Write $\beta = \lambda_n$, the top row of your GT patterns. It's a theorem of [Baryshnikov] that if we choose a uniformly random point in the polytope GT${}_\lambda$, it's equivalent to choosing a Haar-random Hermitian matrix with spectrum $\beta$ and then taking its "principal minors". (I've also seen this fact credited to Weyl, and others.) More precisely, let $B = \mathrm{diag}(\beta)$, and form a matrix $X = U B U^\dagger$, where $U$ is a random unitary. Then let $\lambda_{11}$ be the top-left entry of $X$, let $\lambda_{21}, \lambda_{22}$ be the eigenvalues of the top-left $2 \times 2$ submatrix of $X$, ..., and let $\lambda_{n1}, \dots, \lambda_{nn}$ be the eigenvalues of the top-left $n \times n $ submatrix of $X$ (namely, $\beta$). Then $\lambda$ is uniformly random in the polytope GT${}_\lambda$.
This probability distribution on $\lambda$ is basically your integral, but we have to divide by the volume of the polytope, which is $V(\lambda)/[(n-1)! (n-2)! \cdots 2! 1!]$. I guess this is standard?
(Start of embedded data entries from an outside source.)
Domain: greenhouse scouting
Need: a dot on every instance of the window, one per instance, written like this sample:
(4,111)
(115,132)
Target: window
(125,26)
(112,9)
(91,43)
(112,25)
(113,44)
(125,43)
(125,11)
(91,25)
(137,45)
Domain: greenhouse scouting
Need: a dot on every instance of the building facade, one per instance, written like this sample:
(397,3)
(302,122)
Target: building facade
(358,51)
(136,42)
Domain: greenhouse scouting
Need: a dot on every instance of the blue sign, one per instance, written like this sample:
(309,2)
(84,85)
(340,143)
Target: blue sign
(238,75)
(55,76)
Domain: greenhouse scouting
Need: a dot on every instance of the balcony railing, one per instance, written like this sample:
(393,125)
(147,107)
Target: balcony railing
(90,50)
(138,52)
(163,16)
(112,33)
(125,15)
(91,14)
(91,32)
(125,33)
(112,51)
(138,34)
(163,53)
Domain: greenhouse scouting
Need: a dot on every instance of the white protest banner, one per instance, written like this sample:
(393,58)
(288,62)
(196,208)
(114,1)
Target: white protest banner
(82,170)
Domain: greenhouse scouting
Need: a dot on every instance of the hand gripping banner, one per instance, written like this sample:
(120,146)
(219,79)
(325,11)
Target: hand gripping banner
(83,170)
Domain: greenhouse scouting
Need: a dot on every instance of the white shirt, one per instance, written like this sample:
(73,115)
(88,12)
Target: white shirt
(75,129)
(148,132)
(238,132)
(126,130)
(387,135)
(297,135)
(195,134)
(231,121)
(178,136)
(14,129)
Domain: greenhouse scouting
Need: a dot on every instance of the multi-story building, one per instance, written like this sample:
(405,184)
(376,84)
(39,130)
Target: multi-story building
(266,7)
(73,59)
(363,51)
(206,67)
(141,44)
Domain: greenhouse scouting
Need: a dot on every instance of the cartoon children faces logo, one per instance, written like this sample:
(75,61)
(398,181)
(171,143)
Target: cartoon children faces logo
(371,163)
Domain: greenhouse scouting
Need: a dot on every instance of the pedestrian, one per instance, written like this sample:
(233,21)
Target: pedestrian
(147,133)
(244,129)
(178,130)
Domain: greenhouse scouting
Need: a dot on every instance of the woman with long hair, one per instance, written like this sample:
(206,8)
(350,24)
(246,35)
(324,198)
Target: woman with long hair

If not, it's also in Baryshnikov.
Having done so, your identity is the Harish-Chandra--Itzykson-Zuber identity applied to the matrices $A = \mathrm{diag}(\alpha)$ and $B$. This follows by inferring the diagonal entries of $X$ from the Gelfand-Tsetlin pattern $\lambda$, which you can do because the Gelfand-Tsetlin pattern gives you the traces of all the top-left submatrices.
(By the way, I think the [Faraut] paper referenced below has a good exposition of some related things.)
Baryshnikov, Yu., GUEs and queues, Probab. Theory Relat. Fields 119, No.2, 256-274 (2001). ZBL0980.60042.
Faraut, Jacques, Rayleigh theorem, projection of orbital measures and spline functions, Adv. Pure Appl. Math. 6, No. 4, 261-283 (2015). ZBL1326.15058.